Verdict: It's reliable and works. Download it as a back-up app.
Availability: iPhone, iPad, iPod Touch
Jibbigo was featured as one of Travel and Leisure's Best Travel Apps of 2010 and for good reason. It is one of the only speech translator apps that will interpret for you wherever you go—no WiFi network connection. Finally! This app has really evolved from a traditional translation app to a corporate solution for businesses engaging internationally. While users can still download its speech recognition technology for simple translations during their travels businesses can now leverage its platform for customized development and even lecture/presentation translations. In a nutshell, it's a very cool app.
How it Works: Jibbigo is dubbed a speech translator, meaning you speak a sentence, and it speaks the sentence aloud in the other language. The person you're speaking to can then respond verbally and you receive the translation back in your selected language. Pretty cool as you can have a full on conversation with someone in a different language. Oh, and the best part is it works and there aren't any lags or delays given you don't need Internet connection.

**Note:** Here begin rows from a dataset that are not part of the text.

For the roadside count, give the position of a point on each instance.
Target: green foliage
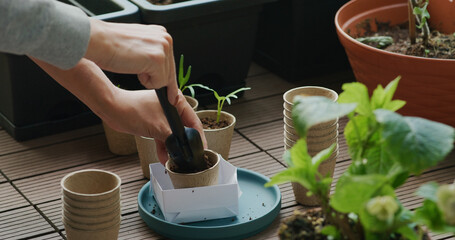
(385, 149)
(222, 99)
(378, 41)
(422, 13)
(184, 78)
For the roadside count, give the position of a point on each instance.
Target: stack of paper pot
(319, 137)
(91, 205)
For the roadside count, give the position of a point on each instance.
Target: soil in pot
(209, 164)
(439, 45)
(209, 123)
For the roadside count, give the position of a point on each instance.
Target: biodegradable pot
(119, 143)
(426, 84)
(219, 140)
(91, 185)
(146, 148)
(300, 193)
(105, 234)
(442, 16)
(206, 177)
(194, 103)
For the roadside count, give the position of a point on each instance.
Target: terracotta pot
(146, 150)
(119, 143)
(219, 140)
(442, 16)
(207, 177)
(104, 234)
(194, 103)
(427, 85)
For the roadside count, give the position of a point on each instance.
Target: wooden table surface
(30, 171)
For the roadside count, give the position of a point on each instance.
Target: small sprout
(383, 208)
(446, 202)
(379, 41)
(184, 78)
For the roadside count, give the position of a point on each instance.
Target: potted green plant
(385, 148)
(216, 36)
(427, 83)
(218, 124)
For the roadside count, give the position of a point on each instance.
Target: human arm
(61, 35)
(135, 112)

Jibbigo interprets the spoken translation into text and posts it on your phones screen so you can be sure your translation is accurate. If it's not, you can easily type in the correction or speak it again. The app does include a dictionary, which is useful if you simply need to look something up.
Right now Jibbigo has only 12 languages you can purchase and you must buy each one separately, although they're really not that pricey; the highest is $13.99. The languages include Thai, Chinese, French, German, Spanish, Iraqi, Japanese, Korean, Spanish, Tagalog. I'm hoping they add Russian and Italian soon (hint, hint).

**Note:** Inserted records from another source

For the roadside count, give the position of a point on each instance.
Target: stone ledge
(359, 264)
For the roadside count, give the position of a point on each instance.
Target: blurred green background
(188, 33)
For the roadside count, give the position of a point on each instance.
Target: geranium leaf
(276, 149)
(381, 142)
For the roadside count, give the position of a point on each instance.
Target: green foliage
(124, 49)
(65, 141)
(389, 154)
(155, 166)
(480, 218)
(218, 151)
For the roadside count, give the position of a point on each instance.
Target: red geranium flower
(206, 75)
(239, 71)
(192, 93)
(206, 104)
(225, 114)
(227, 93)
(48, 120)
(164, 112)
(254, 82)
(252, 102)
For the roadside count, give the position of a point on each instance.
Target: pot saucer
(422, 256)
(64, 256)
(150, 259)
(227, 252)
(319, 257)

On The Downside: The only downer here was Jibbigo didn't provide a phonetic translation. I didn't find this to be as bad though since I was working with the Spanish app and our alphabets are so similar it was easier to decipher than say Russian. However, take note as Thai, Chinese and Japanese might prove less friendly. Given its "always on" capabilities though this may prove less important.
Verdict: A great app that is totally worth the investment. Download it now!
WifFi: NOT Required
Pricing: You must purchase each language pairing separately and price varies for each. They range from $4.99-$13.99.
Availability: iPhone, iPad, iPod, Android
Take Note: The Lonely Planet Offline Translator app uses Jibbigo's platform and is essentially identical. Check the prices of each before making your purchase. You may be able to save some cash.
WordLens is designed to take photos of signs and then interpret them. However, you can use it to interpret anything in text, like a magazine or newspaper page. It's VERY helpful when you're traveling internationally.
How it Works: Simply point and click a photo of the image using WordLens' built in camera and viola instant translation.
On The Downside: There doesn't seem to be a way to save the images so you could revisit them and/or share them later. This was a little annoying when you're trying to remember the meanings of street and traffic signs. WordLens also does NOT recognize handwriting or stylized fonts. That's not a huge deal but something that may hinder your translation ability.
It is currently limited in languages; Spanish, French and Italian.
Verdict: Get it before your next trip. You'll be able to translate street signs and most restaurant menus.
WifFi: NOT Required
Pricing: $4.99 for each individual language; language packs must be purchased separately from within the app
Availability: iPhone, iPad, iPod
Have you used any of these apps? What worked and what didn't? What translation apps have you used? Are there ones you prefer over others and why?